Ever since 1863, when it became a national holiday in the United States, American families have come together to celebrate Thanksgiving with family and friends. Officially, it is a day to express thanks for the blessings they received and enjoyed. Admittedly, the holiday took a long time to form, yet it became one of the most awaited holidays annually in the country, and is regarded as one of only two nondenominational events in the US.
With the long weekend, the opportunity to connect again with family and friends, it is no wonder that people make a big deal out of Thanksgiving. As such, it has spawned a lot of symbols that live on until today. Here are the top five most memorable Thanksgiving symbols.
The cornucopia or horn of plenty is actually a symbol for bountiful harvests that originated from the Greek legends, wherein a goat named Amalthea presented one of its horns to the god Zeus. Cornucopias were once fashioned out of hollowed out goats’ horns, which were then filled with fruits and vegetables from a recent harvest.
The first Thanksgiving feast coincided with the Keepunumuk, or the harvest time for the Wampanoag, the Native American neighbors of the Mayflower pilgrims.
Corn actually livens up the dinner table on Thanksgiving. More than just providing delicious dinner fare (from corn muffins, soup, to various recipes featuring corn), corn was also part of the first Thanksgiving feast between the pilgrims and the native Americans.
It was also one of the crops that the Native Americans taught our forefathers to plant, and helped them survive their first bitter winter.
The tradition continues on today, wherein corn graces the dinner table on Thanksgiving.
Thanksgiving not only commemorates the blessings people received for the past year. It also commemorates the gratitude of the Mayflower Pilgrims to their Native American neighbors who helped them after their departure from England in the 17th century.
It is said that after the Native Americans helped the pilgrims survive even through winter and taught them how to plant crops, they showed their appreciation by holding a feast.
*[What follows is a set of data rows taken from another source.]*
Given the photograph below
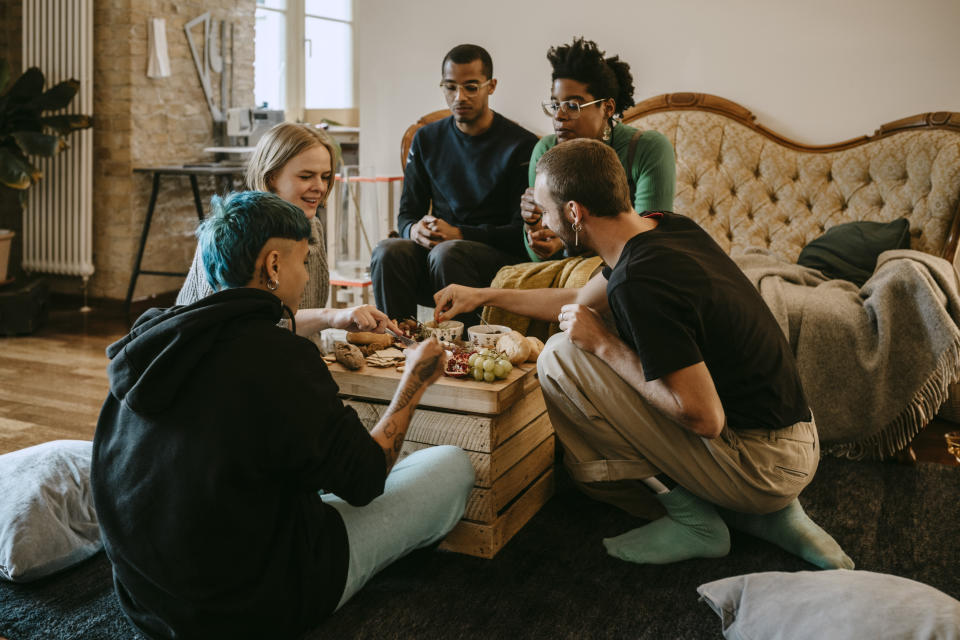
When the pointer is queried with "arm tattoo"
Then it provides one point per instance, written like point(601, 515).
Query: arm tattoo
point(392, 430)
point(420, 374)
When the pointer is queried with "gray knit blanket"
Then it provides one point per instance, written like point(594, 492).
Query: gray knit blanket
point(875, 362)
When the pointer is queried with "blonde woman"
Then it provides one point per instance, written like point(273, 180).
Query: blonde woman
point(296, 162)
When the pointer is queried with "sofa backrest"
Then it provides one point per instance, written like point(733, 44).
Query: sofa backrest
point(750, 187)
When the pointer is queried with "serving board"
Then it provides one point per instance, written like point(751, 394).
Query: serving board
point(453, 394)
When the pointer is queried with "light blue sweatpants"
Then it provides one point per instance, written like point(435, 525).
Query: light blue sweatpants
point(423, 499)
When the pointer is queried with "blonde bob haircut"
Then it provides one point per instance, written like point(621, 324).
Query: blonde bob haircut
point(281, 144)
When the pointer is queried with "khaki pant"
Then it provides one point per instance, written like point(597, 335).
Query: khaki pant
point(613, 439)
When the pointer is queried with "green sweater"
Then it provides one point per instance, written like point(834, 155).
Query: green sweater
point(652, 177)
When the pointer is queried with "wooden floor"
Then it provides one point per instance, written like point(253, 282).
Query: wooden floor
point(52, 383)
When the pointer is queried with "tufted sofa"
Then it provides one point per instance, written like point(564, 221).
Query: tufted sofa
point(750, 187)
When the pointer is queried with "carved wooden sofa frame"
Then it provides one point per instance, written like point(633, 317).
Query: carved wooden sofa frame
point(751, 187)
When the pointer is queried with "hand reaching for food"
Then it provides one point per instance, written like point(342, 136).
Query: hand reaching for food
point(366, 317)
point(455, 299)
point(442, 228)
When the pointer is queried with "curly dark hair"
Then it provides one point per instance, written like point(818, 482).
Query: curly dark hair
point(605, 77)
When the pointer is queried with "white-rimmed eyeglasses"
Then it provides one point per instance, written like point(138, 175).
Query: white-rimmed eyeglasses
point(571, 108)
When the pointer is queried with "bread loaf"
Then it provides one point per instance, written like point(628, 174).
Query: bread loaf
point(349, 355)
point(536, 346)
point(515, 346)
point(368, 337)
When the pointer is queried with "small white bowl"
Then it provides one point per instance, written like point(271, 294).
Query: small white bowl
point(448, 330)
point(486, 335)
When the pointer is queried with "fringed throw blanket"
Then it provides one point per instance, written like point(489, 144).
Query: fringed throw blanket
point(876, 361)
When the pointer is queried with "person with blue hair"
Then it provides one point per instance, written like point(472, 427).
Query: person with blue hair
point(296, 162)
point(237, 495)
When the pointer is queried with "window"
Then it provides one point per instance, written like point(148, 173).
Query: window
point(328, 32)
point(317, 76)
point(269, 70)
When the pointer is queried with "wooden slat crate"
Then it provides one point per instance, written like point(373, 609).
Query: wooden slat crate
point(510, 443)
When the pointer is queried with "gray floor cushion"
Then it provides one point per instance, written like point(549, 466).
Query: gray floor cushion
point(835, 604)
point(47, 519)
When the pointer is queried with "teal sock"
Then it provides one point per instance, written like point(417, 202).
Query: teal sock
point(691, 529)
point(792, 529)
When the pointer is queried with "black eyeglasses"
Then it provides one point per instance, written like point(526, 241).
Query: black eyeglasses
point(570, 108)
point(470, 88)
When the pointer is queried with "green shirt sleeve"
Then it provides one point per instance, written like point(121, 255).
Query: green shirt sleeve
point(542, 147)
point(654, 173)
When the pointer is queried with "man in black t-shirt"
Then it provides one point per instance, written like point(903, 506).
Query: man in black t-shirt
point(697, 404)
point(459, 217)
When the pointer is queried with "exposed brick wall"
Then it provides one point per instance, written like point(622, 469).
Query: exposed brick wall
point(143, 121)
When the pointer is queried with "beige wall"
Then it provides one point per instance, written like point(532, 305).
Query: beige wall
point(819, 71)
point(141, 121)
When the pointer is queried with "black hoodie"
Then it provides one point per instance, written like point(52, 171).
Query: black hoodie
point(218, 432)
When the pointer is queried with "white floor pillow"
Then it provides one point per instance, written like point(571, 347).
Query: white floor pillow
point(47, 520)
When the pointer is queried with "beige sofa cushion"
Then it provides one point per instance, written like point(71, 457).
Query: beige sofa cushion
point(749, 189)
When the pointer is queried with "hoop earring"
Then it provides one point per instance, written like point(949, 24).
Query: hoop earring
point(577, 228)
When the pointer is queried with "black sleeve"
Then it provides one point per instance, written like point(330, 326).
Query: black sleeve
point(659, 324)
point(415, 198)
point(507, 237)
point(328, 443)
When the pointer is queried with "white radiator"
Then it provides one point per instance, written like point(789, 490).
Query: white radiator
point(58, 218)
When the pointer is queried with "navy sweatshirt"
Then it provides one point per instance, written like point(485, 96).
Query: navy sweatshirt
point(218, 432)
point(473, 182)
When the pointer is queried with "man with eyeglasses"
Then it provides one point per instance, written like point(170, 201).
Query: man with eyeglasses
point(459, 218)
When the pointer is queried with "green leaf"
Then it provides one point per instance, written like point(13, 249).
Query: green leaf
point(4, 73)
point(38, 144)
point(16, 171)
point(29, 86)
point(58, 96)
point(67, 123)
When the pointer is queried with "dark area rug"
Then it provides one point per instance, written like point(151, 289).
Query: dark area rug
point(554, 580)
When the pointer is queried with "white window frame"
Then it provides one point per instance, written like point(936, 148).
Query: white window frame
point(296, 48)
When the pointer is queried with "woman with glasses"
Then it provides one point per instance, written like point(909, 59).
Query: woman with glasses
point(589, 95)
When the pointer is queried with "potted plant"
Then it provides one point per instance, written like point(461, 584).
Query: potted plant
point(25, 131)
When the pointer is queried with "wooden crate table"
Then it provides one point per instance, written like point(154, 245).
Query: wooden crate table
point(503, 427)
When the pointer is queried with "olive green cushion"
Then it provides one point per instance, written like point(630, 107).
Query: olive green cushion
point(849, 251)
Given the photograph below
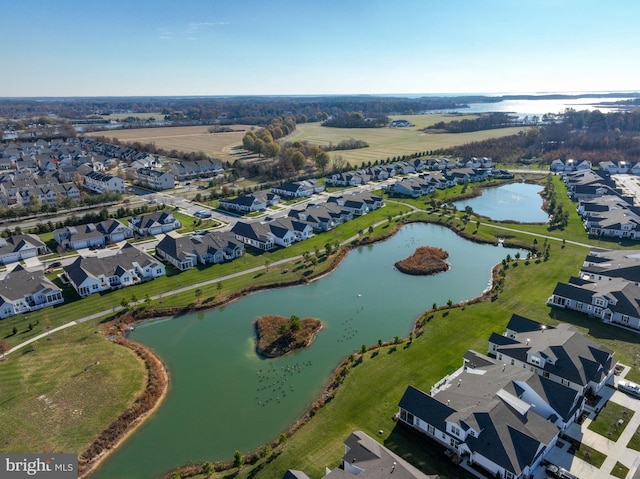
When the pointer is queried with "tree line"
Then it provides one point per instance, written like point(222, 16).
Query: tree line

Today, paper cutouts and statuettes of both pilgrims and Native American adorn almost every American home during the Thanksgiving celebrations.
2. Beans and Cranberry
It is believed that Native Americans taught the pilgrims to grow beans alongside their corn, which provided poles for the beans to grow on. As such, beans became part of the Thanksgiving tradition for the same reasons as corn.
Cranberries are also an important Thanksgiving symbol. It is said that pilgrims first learned to sweeten cranberries with sugar making it a great sauce. Up to this day, no Thanksgiving turkey is served without cranberry sauce.
It seems that every Thanksgiving dinner needs to have a turkey. More than providing a sumptuous feast, the turkey is actually a commemoration of the first Thanksgiving dinner wherein wild turkeys were believed to have been butchered and served. For the record, however, it could have been any other fowl.
Since then, every American household always roasted turkeys and served them on Thanksgiving. The turkey has been strongly associated with Thanksgiving that the day is sometimes referred to as "Turkey Day" and there is the "Turkey Song" that is aptly sung after the dinner.